Le politiche internazionali ed europee, finora hanno deluso. La Convenzione sulla diversità biologica (CBD), nata nel 1992 per preservare la molteplicità delle specie viventi in tutto il mondo e firmata da oltre 160 paesi, è l’accordo internazionale più completo che tutela la “natura” e le “risorse naturali”. Tuttavia, l’obiettivo di arrestare la perdita di diversità biologica entro il 2010 non è stato raggiunto.
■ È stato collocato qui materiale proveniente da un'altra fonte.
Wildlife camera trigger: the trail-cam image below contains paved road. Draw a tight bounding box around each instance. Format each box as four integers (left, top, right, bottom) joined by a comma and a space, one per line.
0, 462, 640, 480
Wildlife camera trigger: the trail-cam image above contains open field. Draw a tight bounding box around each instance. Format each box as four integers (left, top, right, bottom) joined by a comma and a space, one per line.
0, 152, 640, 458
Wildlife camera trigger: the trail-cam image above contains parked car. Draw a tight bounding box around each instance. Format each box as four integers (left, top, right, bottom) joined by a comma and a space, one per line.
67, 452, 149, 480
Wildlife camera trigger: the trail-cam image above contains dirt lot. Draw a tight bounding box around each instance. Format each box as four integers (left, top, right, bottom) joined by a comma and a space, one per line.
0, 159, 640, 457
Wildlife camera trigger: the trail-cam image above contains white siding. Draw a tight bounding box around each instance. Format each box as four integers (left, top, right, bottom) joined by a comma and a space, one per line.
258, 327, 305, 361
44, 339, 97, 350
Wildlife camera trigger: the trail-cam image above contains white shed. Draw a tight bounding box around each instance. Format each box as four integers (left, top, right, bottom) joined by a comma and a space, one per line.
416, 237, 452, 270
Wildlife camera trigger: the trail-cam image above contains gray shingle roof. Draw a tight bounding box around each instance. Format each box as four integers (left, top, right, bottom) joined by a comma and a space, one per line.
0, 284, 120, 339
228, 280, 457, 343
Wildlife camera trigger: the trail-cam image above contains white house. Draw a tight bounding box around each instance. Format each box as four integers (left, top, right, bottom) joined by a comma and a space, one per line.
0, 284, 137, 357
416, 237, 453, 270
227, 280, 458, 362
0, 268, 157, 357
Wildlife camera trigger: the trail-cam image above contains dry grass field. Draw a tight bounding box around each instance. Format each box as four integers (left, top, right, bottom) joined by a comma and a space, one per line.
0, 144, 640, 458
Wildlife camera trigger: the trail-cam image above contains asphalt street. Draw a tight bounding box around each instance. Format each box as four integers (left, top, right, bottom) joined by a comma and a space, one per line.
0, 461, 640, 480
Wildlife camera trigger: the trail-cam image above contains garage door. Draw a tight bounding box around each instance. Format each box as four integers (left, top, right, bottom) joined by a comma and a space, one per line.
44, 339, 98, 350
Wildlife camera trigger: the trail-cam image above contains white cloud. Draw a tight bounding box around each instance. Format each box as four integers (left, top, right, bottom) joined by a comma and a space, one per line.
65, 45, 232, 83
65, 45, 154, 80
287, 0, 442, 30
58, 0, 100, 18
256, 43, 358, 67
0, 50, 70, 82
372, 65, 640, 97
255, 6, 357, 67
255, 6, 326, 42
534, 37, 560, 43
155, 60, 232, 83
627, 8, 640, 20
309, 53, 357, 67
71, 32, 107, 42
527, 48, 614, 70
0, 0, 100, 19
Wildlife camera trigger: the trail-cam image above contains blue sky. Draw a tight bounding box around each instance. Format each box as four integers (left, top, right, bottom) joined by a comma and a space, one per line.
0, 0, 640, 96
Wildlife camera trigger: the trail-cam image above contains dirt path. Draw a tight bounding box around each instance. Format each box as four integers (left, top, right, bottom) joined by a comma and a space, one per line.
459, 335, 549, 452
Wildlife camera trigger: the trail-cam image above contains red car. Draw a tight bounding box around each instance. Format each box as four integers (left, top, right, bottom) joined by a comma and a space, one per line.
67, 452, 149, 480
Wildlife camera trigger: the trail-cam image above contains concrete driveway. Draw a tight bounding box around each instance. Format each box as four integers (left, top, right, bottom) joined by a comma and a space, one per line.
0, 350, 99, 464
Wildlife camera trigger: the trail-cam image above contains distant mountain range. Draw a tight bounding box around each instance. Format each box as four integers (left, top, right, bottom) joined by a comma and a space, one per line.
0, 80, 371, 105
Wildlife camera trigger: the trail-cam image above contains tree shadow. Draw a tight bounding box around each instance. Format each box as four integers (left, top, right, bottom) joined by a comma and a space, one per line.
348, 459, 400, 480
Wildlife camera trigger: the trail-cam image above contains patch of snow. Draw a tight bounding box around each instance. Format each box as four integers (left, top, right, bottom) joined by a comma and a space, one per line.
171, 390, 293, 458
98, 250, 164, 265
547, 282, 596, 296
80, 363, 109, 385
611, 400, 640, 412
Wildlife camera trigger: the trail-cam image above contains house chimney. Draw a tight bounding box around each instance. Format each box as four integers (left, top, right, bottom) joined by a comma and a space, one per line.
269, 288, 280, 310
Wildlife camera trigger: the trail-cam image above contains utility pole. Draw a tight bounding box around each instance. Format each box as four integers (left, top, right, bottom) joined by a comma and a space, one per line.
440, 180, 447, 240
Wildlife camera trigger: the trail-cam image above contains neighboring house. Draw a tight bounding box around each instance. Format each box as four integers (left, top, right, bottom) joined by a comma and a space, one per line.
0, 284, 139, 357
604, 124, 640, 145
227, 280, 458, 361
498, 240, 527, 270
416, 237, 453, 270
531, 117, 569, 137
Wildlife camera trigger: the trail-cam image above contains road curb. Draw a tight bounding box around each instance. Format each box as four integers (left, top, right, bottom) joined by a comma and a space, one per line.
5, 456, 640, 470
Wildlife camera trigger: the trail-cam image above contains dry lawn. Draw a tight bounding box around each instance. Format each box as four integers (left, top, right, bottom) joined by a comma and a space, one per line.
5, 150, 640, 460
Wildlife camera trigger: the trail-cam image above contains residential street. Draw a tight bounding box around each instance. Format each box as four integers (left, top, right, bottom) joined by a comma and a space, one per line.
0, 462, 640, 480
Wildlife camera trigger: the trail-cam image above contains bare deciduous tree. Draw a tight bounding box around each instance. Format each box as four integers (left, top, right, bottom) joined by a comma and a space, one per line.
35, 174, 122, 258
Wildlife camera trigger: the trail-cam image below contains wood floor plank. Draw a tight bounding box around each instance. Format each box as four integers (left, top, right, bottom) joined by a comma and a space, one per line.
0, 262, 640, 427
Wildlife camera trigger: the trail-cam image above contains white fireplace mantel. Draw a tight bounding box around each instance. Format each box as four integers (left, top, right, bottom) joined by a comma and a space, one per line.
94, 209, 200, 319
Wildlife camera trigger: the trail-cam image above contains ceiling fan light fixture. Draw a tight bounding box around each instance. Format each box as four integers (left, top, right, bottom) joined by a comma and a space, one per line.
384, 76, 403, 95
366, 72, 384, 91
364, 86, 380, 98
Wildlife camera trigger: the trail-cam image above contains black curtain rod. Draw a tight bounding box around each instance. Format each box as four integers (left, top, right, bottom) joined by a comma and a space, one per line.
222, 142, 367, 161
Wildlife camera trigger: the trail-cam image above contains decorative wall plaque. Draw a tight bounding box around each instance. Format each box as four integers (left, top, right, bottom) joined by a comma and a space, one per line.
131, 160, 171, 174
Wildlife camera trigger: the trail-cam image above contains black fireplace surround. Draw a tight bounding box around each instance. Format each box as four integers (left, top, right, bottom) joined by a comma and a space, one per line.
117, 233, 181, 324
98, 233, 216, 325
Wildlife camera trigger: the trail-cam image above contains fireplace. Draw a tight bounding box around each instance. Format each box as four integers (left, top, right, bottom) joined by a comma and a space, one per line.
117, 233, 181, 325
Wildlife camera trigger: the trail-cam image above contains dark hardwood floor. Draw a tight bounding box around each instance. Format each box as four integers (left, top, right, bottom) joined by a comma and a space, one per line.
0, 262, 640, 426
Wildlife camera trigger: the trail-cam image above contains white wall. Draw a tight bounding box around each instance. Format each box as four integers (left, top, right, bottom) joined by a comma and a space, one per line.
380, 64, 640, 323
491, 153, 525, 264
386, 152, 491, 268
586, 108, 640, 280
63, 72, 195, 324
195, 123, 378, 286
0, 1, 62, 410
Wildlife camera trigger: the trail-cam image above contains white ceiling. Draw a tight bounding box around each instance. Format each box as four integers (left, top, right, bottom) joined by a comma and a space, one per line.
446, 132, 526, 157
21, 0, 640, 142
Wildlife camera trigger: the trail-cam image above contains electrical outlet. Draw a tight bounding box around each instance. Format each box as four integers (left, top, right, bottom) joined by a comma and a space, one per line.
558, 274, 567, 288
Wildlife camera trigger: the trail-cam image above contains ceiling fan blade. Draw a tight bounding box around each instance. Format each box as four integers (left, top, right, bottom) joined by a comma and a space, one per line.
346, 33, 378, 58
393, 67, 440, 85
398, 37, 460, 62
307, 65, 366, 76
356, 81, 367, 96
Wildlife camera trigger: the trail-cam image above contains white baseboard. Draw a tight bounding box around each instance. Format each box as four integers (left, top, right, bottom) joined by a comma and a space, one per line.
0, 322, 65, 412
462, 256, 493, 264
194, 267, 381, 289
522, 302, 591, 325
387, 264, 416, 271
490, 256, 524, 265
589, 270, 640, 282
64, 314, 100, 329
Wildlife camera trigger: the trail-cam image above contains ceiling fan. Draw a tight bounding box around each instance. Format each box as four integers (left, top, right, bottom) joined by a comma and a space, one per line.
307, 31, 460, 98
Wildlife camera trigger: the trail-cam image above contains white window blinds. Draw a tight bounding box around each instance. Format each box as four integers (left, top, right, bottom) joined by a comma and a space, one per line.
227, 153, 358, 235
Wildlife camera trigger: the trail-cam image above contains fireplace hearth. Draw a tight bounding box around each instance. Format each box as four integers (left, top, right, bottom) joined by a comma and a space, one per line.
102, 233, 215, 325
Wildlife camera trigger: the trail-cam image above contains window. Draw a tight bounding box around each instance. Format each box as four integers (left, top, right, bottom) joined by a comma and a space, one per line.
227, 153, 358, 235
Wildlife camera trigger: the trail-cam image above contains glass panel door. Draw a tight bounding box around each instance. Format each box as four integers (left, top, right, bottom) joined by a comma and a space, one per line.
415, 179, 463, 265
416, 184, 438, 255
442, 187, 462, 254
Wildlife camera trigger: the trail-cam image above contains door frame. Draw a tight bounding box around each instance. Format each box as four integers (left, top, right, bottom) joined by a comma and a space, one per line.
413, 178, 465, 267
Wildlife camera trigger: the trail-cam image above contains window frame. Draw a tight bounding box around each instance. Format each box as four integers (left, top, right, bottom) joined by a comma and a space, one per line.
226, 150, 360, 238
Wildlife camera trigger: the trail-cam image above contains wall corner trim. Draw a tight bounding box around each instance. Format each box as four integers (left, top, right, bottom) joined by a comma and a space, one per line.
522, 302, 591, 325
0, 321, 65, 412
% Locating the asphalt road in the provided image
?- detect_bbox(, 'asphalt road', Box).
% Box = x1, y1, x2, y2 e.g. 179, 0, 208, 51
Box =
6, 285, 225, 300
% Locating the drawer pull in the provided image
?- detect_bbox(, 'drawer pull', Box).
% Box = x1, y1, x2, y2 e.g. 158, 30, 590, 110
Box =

Anche la proroga al 2020 vede i target ormai fuori portata. L’Unione europea, dal canto suo, sta puntando ancora sul cavallo sbagliato: con la Politica agricola comune (PAC), ricompensa soprattutto chi ha grandi estensioni agricole, mentre in cambio non richiede misure concrete per proteggere la biodiversità o mitigare il cambiamento climatico, né obbliga gli Stati membri a stanziare una parte maggioritaria dei finanziamenti all’agricoltura per promuovere obiettivi ecologici. Senza condizioni forti e vincolanti per la ricezione dei fondi, gli autori del rapporto sono convinti che perderemo la sfida. Nemmeno la tecnologia potrà salvarci: la costosa impollinazione manuale e gli esperimenti con le api robot nelle serre rappresentano tentativi estremi di non cambiare modello agricolo. Con tutti i rischi del caso.